Though rent-to-own is not new — such schemes have existed in the market since the early 2000s — they flourished after 2008 when the UAE’s property market slumped following a global economic crisis and developers were motivated to attract buyers, says Matthew Gregory, head of property sales at classified listings portal dubizzle.
It is clearly gaining popularity in 2019, with developers eager to explore new and creative ways to attract buyers, according to analysts.
“Rent-to-own schemes can offer those looking to buy property, with stable income but perhaps limited savings, an attractive way of working towards home ownership,” said Chris Hobden, head of strategic consultancy at Chestertons.
“The schemes also allow developers access to a broader range of potential buyers and can provide a competitive edge over units offered for sale through more conventional payment structures,” he said.
How does the rent to own scheme work? Do people need to pay extra as part of the scheme than they would do in renting a flat normally?

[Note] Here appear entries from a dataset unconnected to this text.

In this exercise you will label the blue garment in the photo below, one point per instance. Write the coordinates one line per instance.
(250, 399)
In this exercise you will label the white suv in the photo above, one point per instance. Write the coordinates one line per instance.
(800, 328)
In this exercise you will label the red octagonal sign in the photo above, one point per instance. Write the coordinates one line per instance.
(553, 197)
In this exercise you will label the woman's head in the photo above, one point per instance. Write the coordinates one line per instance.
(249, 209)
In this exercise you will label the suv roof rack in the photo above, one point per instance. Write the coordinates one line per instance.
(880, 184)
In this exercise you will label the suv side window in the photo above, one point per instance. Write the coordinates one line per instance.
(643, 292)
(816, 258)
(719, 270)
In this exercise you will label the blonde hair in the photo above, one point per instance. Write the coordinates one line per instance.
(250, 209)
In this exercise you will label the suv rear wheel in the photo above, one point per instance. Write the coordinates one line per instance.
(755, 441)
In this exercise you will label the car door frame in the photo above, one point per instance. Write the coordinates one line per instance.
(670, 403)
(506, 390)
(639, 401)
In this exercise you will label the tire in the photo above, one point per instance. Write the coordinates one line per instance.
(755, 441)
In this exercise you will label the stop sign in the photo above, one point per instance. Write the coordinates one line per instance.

Schemes vary between developers although essentially they comprise a rental contract coupled with a future sales agreement, detailing a pre-agreed price and a fixed payment schedule.
Monthly payments would generally be above market rent, reflecting a capital contribution, although the premiums vary widely and are often marketed as equivalent to paying rent over the period.
Do customers need to make any down payment as part of the scheme?
There is often, though not always, a down payment required. This would be significantly lower than the down payment generally required for a mortgage.
What are the advantages of this scheme?
Rent-to-own (RTO) schemes can offer those looking to buy property, with stable income but perhaps limited savings, an attractive way of working towards home ownership without the need for mortgage finance.
“The terms offered vary between developers and it is essential that those considering an RTO contract look carefully at the structure on offer,” says Mr Hobden.
Are there other developers in the UAE who have similar rent-to-own schemes like the one launched by Aldar?
"Prominent developers in the UAE such as Emaar are also adopting rent-to-own style schemes to open up their customer base to a new market of potential investors, however, the adoption of such schemes by more developers will support in driving the market forward," says dubizzle's Mr Gregory.
Is it possible to walk away from a rent-to-own scheme after starting payments?
Typically, yes, although the money paid over the rental period would generally be forfeited. Under some schemes, it may be possible to transfer the agreement to a third party.
Are banks ready to grant loans to people who are taking part in such a scheme?
Rent-to-own deals generally negate the initial need for bank finance, although some schemes will require a final lump sum payment.